Teenager test case in Maldives death penalty revival

MALE (AFP) - A 16-year-old boy has been charged with murder over a fatal stabbing in the Maldives, becoming the first minor to be accused of a capital offence since the death penalty was reintroduced, officials said.

The unnamed teenager is accused of stabbing a 21-year-old man to death in December in a drug-related fight in Male, capital of a nation better known as a serene tourist destination, police said late Wednesday.

Although it was not immediately clear whether prosecutors would seek the death penalty for the teenager, the laws were changed earlier this year in response to a rise in knife crime.

Human rights groups have widely condemned the reintroduction of the death penalty after a 60-year moratorium, in particular provisions in the law which would allow children as young as seven to be sentenced to death.

The government says it has been forced to act following a spate of knife attacks and a surge in gang crime and it has already begun work on a lethal injection facility in the country's main prison.

Mohamed Shareef, a minister in President Abdulla Yameen's office, would not say whether the teenager would face the death penalty if found guilty.

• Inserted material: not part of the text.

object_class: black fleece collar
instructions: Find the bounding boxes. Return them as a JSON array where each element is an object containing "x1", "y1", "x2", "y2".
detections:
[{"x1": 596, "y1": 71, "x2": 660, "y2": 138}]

"Even in the event of a conviction, there is a very lengthy procedure when it comes to capital punishment, Shareef told AFP.

Police spokesman Abdulla Nawaz said five people were in custody in connection with the December stabbing and three of the suspects were minors - two aged 16 and one aged 14.

The 14-year-old and the other 16-year-old are charged with a lesser offence of being accessories to the crime, along with two adults.

Under Maldivian law, minors charged with murder cannot benefit from "leniency" applicable to other underage offenders. However the actual execution cannot be carried out until they turn 18.

The changes to the law have sparked widespread condemnation, with the UN's human rights office calling the provisions for minors to be sentenced to death "deeply regrettable".

In a statement Wednesday, the International Federation for Human Rights said that the possibility that children as young as seven could be executed was "an egregious affront to fundamental human rights".

"The decision to reinstate the death penalty in the Maldives, in particular against minors, is an outrage and gravely at odds with the growing international momentum towards abolition," said the Paris-based organisation's president Karim Lahidji.

The Maldives uses a hybrid of British common law and strict Islamic sharia law.